The day’s early kick-off affords Arsenal the opportunity to drop down the chimney of the top three albeit that the stay might be brief with the routine fixtures facing Tottenham and Chelsea this weekend likely to see them reascend to the perches. Whilst putting pressure on the two London clubs is enough motivation, any failure today by Arsenal could see a six point gap emerge by the time kick-off against Newcastle arrives one week today. Postponing the Boxing Day clash with West Ham alleviates some of the pressure that the proximity of the next fixture at this time of year brings, the side-effect of a bad result with no immediate recourse can be damaging, presentationally at least. And with most of Arsenal’s problems this season apparently being inside the heads of the players, adding pressure might not be the best course of action.
For the new members of the squad, the intensity of the festive fixture list must have left them scratching their heads wondering how they were supposed to fit their Winter break into three days. Not that Santi Cazorla was bothered by it,
I do think it [a winter break] is beneficial because you are able to disconnect mentally, psychologically. There are times when you become saturated with games, you are unclear about things, and the break that happens in Spain makes you more relaxed mentally.

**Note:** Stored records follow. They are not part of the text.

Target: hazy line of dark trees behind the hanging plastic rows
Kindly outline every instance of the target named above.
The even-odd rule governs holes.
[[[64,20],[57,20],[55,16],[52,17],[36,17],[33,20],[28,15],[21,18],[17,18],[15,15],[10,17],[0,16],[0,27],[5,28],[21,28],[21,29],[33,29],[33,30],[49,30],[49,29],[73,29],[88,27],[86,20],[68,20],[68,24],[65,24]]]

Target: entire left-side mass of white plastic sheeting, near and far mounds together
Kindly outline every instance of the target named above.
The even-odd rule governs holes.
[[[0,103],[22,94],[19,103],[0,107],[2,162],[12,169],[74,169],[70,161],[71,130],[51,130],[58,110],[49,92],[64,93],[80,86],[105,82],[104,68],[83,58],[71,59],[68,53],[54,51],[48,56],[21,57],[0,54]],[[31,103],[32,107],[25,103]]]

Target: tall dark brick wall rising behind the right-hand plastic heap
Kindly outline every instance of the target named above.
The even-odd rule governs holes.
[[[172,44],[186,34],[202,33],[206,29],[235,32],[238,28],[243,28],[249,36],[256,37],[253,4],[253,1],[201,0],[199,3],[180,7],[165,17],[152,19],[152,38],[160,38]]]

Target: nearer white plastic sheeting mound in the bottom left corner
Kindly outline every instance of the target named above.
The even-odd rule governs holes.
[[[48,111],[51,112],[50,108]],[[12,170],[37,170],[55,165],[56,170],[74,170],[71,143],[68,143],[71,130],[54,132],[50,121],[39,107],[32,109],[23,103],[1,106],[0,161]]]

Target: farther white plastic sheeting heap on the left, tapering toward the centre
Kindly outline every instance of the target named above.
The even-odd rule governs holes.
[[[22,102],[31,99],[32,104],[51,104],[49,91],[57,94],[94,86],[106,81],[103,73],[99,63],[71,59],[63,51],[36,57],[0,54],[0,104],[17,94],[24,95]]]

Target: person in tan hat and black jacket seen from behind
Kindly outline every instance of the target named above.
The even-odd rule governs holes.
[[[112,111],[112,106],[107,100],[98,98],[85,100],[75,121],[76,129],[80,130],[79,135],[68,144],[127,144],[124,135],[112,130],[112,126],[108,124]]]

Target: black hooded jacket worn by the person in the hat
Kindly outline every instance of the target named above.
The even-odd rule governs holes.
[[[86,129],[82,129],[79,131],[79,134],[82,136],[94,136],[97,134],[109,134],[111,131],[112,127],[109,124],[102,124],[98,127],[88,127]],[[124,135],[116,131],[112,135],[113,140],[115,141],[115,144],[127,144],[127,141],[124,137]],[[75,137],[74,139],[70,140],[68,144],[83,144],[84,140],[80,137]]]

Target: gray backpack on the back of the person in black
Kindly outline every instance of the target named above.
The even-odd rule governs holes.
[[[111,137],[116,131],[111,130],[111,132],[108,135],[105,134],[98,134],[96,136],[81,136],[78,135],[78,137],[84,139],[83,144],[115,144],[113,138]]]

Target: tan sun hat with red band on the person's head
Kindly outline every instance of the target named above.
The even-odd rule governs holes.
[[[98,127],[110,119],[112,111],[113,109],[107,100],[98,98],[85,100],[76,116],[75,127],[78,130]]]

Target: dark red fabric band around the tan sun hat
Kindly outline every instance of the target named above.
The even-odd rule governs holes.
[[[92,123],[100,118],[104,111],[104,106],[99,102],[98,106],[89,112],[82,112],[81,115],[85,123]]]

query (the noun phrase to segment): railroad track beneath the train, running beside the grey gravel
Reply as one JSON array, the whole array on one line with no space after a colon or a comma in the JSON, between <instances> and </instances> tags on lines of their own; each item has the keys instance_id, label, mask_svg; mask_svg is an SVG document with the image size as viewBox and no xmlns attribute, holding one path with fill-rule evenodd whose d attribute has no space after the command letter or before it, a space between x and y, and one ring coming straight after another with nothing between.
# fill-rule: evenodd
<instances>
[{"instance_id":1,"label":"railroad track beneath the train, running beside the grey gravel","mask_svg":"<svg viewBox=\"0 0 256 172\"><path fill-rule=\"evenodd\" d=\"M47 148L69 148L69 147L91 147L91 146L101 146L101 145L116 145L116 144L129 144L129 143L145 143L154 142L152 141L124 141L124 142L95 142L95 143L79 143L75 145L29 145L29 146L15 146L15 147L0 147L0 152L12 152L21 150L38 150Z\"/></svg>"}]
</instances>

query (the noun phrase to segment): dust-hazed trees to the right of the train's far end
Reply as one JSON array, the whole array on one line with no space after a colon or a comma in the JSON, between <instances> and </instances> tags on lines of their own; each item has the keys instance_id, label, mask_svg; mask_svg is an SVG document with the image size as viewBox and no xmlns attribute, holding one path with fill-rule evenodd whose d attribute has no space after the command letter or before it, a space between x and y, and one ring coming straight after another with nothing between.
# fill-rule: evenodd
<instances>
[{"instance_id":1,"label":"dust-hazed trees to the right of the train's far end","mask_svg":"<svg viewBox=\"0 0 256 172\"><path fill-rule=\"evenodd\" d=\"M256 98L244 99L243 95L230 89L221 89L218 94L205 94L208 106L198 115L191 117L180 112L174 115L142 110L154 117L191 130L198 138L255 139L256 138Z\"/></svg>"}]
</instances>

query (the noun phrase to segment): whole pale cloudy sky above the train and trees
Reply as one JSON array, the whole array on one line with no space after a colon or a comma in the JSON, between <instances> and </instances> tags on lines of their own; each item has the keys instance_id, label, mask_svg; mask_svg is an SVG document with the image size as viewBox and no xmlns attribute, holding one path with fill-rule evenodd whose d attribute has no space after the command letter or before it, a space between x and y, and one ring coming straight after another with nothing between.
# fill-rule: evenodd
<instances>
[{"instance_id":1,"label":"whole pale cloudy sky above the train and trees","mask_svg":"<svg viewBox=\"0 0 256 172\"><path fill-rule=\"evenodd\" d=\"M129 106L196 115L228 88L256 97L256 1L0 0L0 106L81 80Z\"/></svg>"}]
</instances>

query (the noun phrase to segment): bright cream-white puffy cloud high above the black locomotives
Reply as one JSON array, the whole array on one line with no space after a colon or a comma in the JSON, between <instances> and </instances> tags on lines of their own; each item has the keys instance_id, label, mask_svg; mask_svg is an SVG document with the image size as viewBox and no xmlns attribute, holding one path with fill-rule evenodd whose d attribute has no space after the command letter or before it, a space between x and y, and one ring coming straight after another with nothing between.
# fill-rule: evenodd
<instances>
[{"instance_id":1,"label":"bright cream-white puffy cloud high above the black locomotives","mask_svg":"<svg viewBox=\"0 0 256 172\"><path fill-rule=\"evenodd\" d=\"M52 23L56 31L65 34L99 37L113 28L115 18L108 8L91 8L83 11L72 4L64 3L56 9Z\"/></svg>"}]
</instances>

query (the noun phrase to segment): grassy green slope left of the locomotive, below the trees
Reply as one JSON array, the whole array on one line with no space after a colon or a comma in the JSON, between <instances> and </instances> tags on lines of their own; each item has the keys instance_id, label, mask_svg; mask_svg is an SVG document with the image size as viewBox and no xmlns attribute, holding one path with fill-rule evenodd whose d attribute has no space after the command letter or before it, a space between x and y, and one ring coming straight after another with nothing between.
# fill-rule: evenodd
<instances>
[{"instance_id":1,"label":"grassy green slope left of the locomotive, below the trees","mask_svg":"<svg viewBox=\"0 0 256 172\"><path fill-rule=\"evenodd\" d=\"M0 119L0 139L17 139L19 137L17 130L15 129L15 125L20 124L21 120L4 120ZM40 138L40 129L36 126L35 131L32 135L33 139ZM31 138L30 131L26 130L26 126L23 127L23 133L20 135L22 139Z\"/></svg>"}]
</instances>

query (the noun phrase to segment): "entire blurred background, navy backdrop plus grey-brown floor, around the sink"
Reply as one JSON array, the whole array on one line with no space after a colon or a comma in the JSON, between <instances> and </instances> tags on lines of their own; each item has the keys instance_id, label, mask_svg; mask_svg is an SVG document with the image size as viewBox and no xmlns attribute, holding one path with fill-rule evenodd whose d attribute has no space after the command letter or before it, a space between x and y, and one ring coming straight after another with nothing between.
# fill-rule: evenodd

But I think that the Premier League overall is already tough with regards to the number of matches that you have to play in a row, so I do not think the month of December is very different from the rest of the months.
You wait until he sees the snow-covered pitches in February. One man who would be able to guide him through that maze is Roberto Martinez, Wigan’s likeable manager, who praised the consistency of his compatriot’s performances. Another who is being praised is Theo Walcott. Damned in equal measure too, The Times this morning quantifying the distance between player and club as £22k in weekly wages. The piece has the appearance of a Team Walcott briefing and backfires somewhat by bringing it down to money. Walcott, if the piece is to be believed, is “disenchanted” with the attempts of Arsène to bounce him into signing a new deal. That’s not in any way, shape or form, the same as a player bullying the club into offering more money. No, you should not read it that way at all. And it pretty much sets out how this negotiation is going to play out.
Walcott is apparently angered by being punished, his – and everyone else’s perception – of being reduced to substitute in the early part of the season. The ploy by the manager worked, the team produced bright performances and results. It backfired when the results and performances faded. Given the chance to prove his exclusion was wrong, Walcott has done so with his reward being a guaranteed return to the first team. Reading offered him the chance to play centrally, his long stated desire, and he did nothing to destroy that ambition. Whether he improved his chances is another matter, the result of that will only be known over time. His speed is certainly suited to playing on the counter-attack, to the extent that you wonder if this time Arsène will play him there in cup-ties, something many of us have wondered in the past?
The style of play is how Wenger sees his legacy as being defined, amongst other things. The infrastructure will probably outlast that, to be honest. Expecting victory in style is always held as being the ‘perfection’ sought by supporters but in modern football, it is not necessarily the case. With the majority owner, it is likely to be more a case of not damaging his increased wealth via the share price that counts for more. Style of play rarely surives a manager. The past clearly indicates this and there is still something in the psyche of older supporters at least, that yearns for a tight defence. Certainly there is enjoyment of the passing game but is The Arsenal Way to have an outstanding back four. It is not unique to Arsenal either; every side which wins a title or trophy is able to defend, to restrict the opposition. Despite Arsène’s attempts, he has proven it is not possible to win the title by attacking football alone.
Reports yesterday suggested Arsenal were to offer him a new deal, something of a surprise although not unusual. His current contract expires in 2014 and the board know from previous experience, an extension to his current tenure will not be resolved quickly. The manager is talking more about what happens when he is gone, something which might unnerve the self-styled custodians in the oak-panelled rooms, but given his age and the current tensions, it is hardly surprising. Wenger has steadfastly maintained that he could not see himself working in football into his 70s but it is an addiction that many at the top are unable to cure themselves of; managers who have nothing left to prove continue on in spite of themselves. Will he do the same? He believes that the younger players must prepare themselves for a new manager, a new ‘father figure’ at the club. Perhaps that is more to do with being stung by a paternal relationship over recent years as a number of complimentary comments are followed with the words “but I want to win trophies” as transfer cheques are banked. Whilst it is utterly naive to believe that Wenger has not sanctioned the sales, it is equally naive to think he is not affected personally by it all. Will he sign a new deal? Right now, I would be inclined to err on the side of a negative answer t0 that question. Rediscover the joy of winning trophies? I don’t think we’ve had an octogenerian manager at the club…
Enjoy the match wherever you are watching it. ’til Tomorrow.